DHB: Für die Zukunft des Standorts Saarland spielen gut qualifizierte Fachkräfte eine wichtige Rolle. Welchen Beitrag leistet die Landesregierung bei der Sicherung der Fachkräfteversorgung in den kommenden Jahren?
Barke: Die Auszubildenden von heute sind die Fachkräfte von morgen! Wir können im Wettbewerb mit anderen Regionen nur bestehen, wenn wir besser und schneller sind als unsere Konkurrenz. Dazu brauchen wir gut ausgebildete und qualifizierte Fachkräfte. Allerdings haben Unternehmen in bestimmten Branchen und Regionen bereits heute Schwierigkeiten, qualifizierte Mitarbeiterinnen und Mitarbeiter zu finden. Daher hat die Förderung der beruflichen Aus- und Weiterbildung für die Landesregierung einen besonderen Stellenwert.
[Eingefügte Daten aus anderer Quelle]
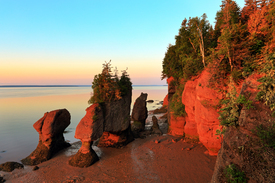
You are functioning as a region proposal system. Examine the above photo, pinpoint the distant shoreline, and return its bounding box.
[0,85,168,88]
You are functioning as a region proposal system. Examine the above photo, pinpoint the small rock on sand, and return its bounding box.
[0,162,24,172]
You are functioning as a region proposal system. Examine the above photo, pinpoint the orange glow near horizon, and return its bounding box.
[0,60,165,85]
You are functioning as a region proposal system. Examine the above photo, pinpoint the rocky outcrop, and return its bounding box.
[69,90,133,168]
[131,93,148,137]
[166,77,176,101]
[167,70,222,155]
[98,89,134,147]
[0,162,24,172]
[21,109,71,165]
[195,70,222,155]
[168,112,186,136]
[0,176,6,183]
[211,75,275,183]
[101,89,132,133]
[69,103,104,168]
[151,116,162,136]
[162,94,168,107]
[182,79,199,138]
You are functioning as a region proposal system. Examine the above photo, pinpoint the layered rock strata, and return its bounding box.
[21,109,71,165]
[131,93,148,137]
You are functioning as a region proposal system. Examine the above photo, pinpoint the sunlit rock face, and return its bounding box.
[21,109,71,165]
[162,94,168,107]
[98,89,133,147]
[69,103,104,168]
[69,90,133,168]
[168,70,222,155]
[150,116,162,136]
[131,93,148,137]
[211,74,275,183]
[195,70,222,155]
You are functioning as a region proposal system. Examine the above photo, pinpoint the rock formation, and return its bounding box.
[211,75,275,183]
[168,70,222,155]
[151,116,162,136]
[0,176,6,183]
[69,103,104,168]
[98,89,134,147]
[167,77,186,136]
[69,90,133,168]
[162,94,168,107]
[0,162,24,172]
[131,93,148,137]
[21,109,71,165]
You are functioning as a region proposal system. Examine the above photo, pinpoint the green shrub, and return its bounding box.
[253,123,275,149]
[256,54,275,116]
[224,164,247,183]
[88,61,132,104]
[219,78,240,127]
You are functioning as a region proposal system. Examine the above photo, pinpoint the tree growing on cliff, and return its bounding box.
[162,14,213,81]
[216,0,248,72]
[88,61,132,104]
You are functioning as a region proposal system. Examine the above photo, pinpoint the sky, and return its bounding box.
[0,0,244,85]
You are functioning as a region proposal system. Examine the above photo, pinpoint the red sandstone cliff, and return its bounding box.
[168,70,222,155]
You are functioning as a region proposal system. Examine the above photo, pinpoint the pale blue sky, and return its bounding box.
[0,0,244,85]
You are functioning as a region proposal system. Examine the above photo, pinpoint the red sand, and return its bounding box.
[1,135,216,183]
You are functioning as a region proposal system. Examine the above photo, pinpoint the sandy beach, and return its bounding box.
[1,135,216,183]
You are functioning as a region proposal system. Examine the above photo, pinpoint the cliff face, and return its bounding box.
[212,75,275,183]
[182,70,222,155]
[169,70,275,183]
[167,71,222,155]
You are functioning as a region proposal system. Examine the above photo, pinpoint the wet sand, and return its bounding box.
[1,135,216,183]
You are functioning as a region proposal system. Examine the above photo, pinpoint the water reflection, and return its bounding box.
[0,86,167,163]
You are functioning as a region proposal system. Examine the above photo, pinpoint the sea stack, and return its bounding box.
[69,103,104,168]
[21,109,71,165]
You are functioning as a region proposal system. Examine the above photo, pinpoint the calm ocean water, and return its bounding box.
[0,86,167,164]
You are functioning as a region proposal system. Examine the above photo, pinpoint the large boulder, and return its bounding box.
[211,74,275,183]
[69,90,133,168]
[69,103,104,168]
[131,93,148,137]
[151,116,162,136]
[21,109,71,165]
[101,89,132,133]
[98,89,133,147]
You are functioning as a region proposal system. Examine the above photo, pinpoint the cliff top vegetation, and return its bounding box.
[162,0,275,117]
[88,61,132,104]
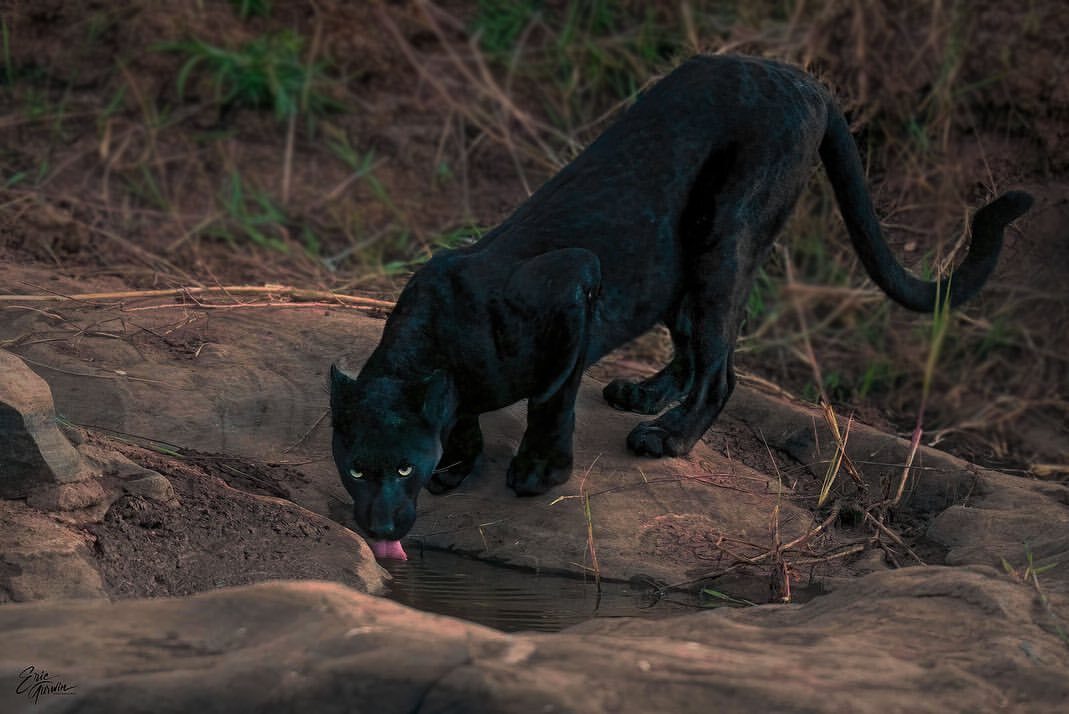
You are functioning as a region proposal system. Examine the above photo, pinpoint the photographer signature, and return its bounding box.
[15,665,78,704]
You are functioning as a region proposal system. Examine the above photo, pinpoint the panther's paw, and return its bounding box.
[628,421,694,459]
[602,379,665,414]
[427,453,482,496]
[506,453,572,496]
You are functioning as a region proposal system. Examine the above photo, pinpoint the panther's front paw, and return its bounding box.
[602,379,665,414]
[427,453,482,496]
[628,421,694,459]
[506,453,572,496]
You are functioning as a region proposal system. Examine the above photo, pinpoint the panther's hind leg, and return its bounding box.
[427,414,482,494]
[507,248,601,496]
[628,245,753,456]
[602,299,694,414]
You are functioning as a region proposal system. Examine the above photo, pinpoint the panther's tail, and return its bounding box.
[820,105,1032,312]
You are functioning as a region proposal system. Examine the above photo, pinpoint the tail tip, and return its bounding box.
[987,191,1035,224]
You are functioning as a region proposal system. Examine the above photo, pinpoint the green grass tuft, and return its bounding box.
[157,30,338,120]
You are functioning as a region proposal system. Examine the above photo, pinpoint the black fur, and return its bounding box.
[331,57,1032,539]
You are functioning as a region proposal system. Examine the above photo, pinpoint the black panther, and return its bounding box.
[330,56,1032,557]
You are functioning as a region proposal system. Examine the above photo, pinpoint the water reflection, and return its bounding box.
[383,548,694,632]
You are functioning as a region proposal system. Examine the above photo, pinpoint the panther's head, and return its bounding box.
[330,366,455,558]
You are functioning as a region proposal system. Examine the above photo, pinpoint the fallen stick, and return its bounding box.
[0,285,397,310]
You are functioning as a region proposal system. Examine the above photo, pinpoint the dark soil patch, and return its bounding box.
[88,440,380,597]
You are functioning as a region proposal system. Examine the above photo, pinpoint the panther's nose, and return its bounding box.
[368,523,401,541]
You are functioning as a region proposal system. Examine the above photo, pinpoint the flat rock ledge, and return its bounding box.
[0,566,1069,714]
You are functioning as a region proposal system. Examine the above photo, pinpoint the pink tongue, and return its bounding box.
[368,541,408,560]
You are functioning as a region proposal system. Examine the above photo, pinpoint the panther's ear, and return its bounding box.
[422,370,456,426]
[330,364,356,409]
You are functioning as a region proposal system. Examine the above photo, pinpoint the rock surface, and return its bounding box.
[0,500,105,603]
[0,350,100,510]
[0,568,1069,714]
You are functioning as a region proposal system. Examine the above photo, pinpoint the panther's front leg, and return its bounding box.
[427,414,482,494]
[506,248,601,496]
[507,384,583,496]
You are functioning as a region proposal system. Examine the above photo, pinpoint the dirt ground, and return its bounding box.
[86,437,380,599]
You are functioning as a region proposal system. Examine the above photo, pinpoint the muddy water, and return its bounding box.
[383,549,698,632]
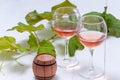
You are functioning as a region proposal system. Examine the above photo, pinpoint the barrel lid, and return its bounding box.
[34,54,56,65]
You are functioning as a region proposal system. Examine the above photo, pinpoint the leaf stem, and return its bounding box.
[33,32,40,46]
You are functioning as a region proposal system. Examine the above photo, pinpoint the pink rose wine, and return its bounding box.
[78,31,106,48]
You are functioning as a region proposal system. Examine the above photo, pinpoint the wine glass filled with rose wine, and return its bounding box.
[52,7,80,69]
[78,15,107,80]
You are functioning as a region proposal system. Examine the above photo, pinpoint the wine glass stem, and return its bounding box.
[89,49,94,80]
[64,39,69,60]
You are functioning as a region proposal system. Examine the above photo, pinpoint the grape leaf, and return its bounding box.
[9,22,44,33]
[52,0,76,12]
[68,36,84,57]
[38,40,56,57]
[0,36,28,52]
[28,33,38,50]
[0,36,17,50]
[16,44,29,52]
[84,7,120,37]
[25,0,76,25]
[25,10,53,25]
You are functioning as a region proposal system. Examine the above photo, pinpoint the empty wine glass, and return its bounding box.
[78,15,107,80]
[52,7,80,69]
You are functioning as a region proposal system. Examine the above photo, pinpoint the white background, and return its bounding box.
[0,0,120,80]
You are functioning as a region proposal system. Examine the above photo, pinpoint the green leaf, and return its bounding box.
[38,40,56,57]
[84,7,120,37]
[25,10,41,25]
[68,36,84,57]
[39,12,53,21]
[16,44,29,52]
[9,22,44,33]
[25,10,53,25]
[0,36,17,50]
[52,0,76,12]
[28,33,38,50]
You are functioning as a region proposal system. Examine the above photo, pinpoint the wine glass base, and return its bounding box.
[57,58,79,70]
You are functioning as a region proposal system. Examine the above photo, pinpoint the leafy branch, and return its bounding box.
[0,0,120,72]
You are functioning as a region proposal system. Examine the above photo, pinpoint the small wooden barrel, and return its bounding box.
[32,54,57,80]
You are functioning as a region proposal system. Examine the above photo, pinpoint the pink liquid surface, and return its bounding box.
[78,31,106,48]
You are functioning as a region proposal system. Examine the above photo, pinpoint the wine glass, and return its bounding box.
[52,7,81,69]
[78,15,107,80]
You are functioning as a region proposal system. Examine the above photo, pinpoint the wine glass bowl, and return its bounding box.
[78,15,107,80]
[52,7,81,68]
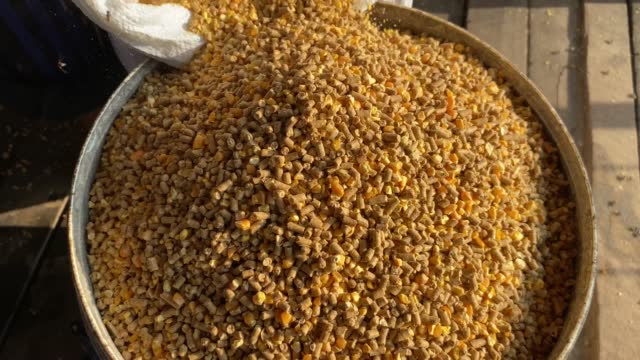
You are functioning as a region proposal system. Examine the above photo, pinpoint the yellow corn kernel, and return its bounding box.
[330,177,344,197]
[278,311,293,327]
[331,139,342,151]
[451,285,464,296]
[242,313,256,326]
[191,133,205,150]
[398,294,411,305]
[252,291,267,305]
[351,291,360,304]
[487,334,497,347]
[513,231,524,241]
[129,150,144,161]
[236,219,251,231]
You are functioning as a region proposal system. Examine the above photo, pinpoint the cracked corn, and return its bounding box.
[87,0,576,359]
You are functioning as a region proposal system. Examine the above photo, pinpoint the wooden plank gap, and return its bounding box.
[467,0,529,74]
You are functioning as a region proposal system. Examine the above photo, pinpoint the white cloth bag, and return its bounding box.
[73,0,413,71]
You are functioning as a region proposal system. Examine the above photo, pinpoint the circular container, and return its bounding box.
[69,4,596,359]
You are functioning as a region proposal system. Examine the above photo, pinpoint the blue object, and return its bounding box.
[0,0,111,82]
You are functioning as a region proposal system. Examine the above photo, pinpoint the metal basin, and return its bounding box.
[69,5,596,359]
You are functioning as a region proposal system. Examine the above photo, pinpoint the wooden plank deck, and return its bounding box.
[0,0,640,359]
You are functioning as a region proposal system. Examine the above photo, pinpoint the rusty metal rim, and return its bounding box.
[68,4,596,360]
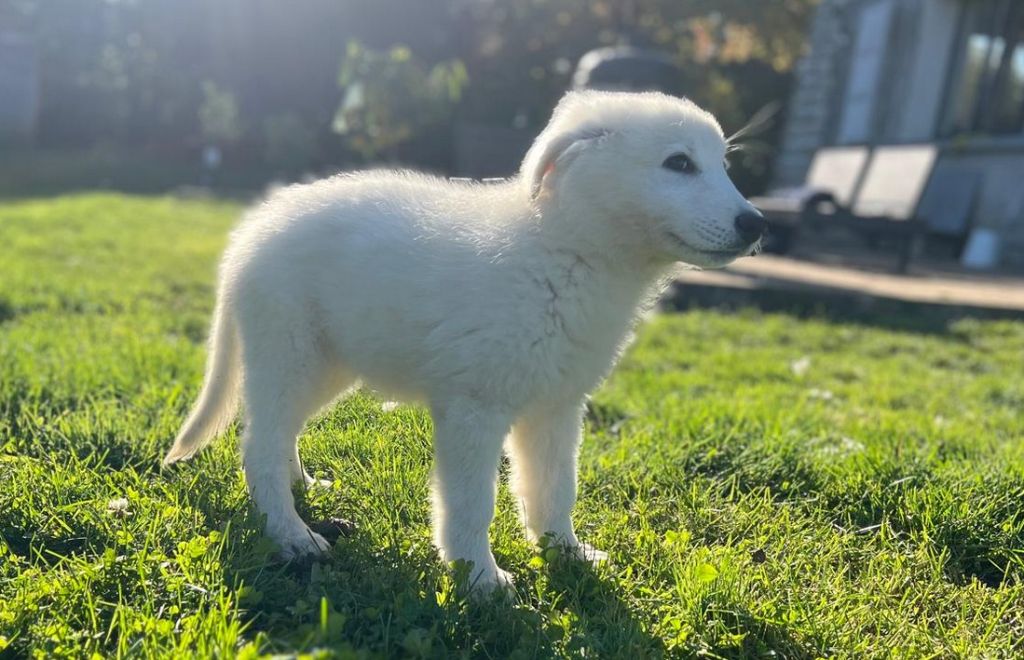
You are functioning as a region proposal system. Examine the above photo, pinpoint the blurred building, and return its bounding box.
[0,30,39,144]
[776,0,1024,266]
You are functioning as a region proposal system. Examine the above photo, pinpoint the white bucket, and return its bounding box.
[961,227,999,270]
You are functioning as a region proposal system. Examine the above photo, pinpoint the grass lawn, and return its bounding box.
[0,194,1024,658]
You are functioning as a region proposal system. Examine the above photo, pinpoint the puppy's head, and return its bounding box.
[521,91,765,268]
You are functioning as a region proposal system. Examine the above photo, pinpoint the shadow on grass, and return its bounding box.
[164,476,665,658]
[662,284,1024,339]
[547,559,822,659]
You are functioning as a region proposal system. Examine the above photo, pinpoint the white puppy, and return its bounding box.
[165,92,764,585]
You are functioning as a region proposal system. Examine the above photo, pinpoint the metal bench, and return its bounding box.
[754,144,938,272]
[751,146,870,253]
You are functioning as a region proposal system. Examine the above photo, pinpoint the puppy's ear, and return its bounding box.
[522,128,609,199]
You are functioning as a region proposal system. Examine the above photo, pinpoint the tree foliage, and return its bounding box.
[0,0,816,185]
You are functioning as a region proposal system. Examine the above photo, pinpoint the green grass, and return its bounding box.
[0,195,1024,658]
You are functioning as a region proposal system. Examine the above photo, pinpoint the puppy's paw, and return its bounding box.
[302,475,334,488]
[272,526,331,562]
[568,541,608,564]
[471,567,515,599]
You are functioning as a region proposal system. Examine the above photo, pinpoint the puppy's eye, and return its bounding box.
[662,153,697,174]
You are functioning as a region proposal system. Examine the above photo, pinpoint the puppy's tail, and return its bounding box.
[164,292,242,466]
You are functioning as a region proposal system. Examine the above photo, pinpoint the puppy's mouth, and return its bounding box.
[665,231,760,265]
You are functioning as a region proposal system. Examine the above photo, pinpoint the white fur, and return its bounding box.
[165,92,753,585]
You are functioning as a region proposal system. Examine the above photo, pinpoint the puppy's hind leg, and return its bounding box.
[508,404,608,562]
[242,323,330,559]
[432,400,512,591]
[288,361,355,488]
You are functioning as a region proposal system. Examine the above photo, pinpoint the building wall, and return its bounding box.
[775,0,1024,268]
[0,30,39,144]
[775,0,857,186]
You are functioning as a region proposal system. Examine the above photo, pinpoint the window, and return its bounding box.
[943,0,1024,135]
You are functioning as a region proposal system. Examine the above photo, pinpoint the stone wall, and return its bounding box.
[775,0,857,186]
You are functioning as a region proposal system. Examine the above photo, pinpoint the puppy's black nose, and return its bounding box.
[736,212,768,243]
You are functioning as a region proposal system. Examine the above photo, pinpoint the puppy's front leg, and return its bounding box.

So fördert die Landesregierung die Bildung im Handwerk - wie z.B. die überbetriebliche Lehrlingsunterweisung (ÜLU) oder die Nachwuchswerbung - mit jährlich rund 1 Mio. Euro. Darüber hinaus unterstützt das Wirtschaftsministerium die bei der HWK angesiedelten Projekte „Ausbildungscoaches“ und „Migrationscoaches“, um mehr jungen Menschen eine Ausbildung im Handwerk zu ermöglichen. Dieses Ziel verfolgt im Übrigen auch unser Programm „Ausbildung jetzt“. Außerdem machen wir, wie gesagt, mit dem neuen Aufstiegsbonus die berufliche Bildung noch attraktiver.
Um die Fachkräfteversorgung in den kommenden Jahren nachhaltig zu sichern, brauchen wir einen engen Schulterschluss von Politik, Wirtschaft und Gewerkschaften. Deshalb haben sich die Partner im „Zukunftsbündnis Fachkräfte Saar“ unter Federführung des Wirtschaftsministeriums zusammengeschlossen. Ziel ist es, Männern und Frauen, Jüngeren und Älteren sowie Personen mit Migrationshintergrund bessere Arbeitsmarkt- und Teilhabechancen zu eröffnen und so gleichzeitig auch einen Beitrag zur Deckung des Fachkräftebedarfs unserer Wirtschaft zu leisten.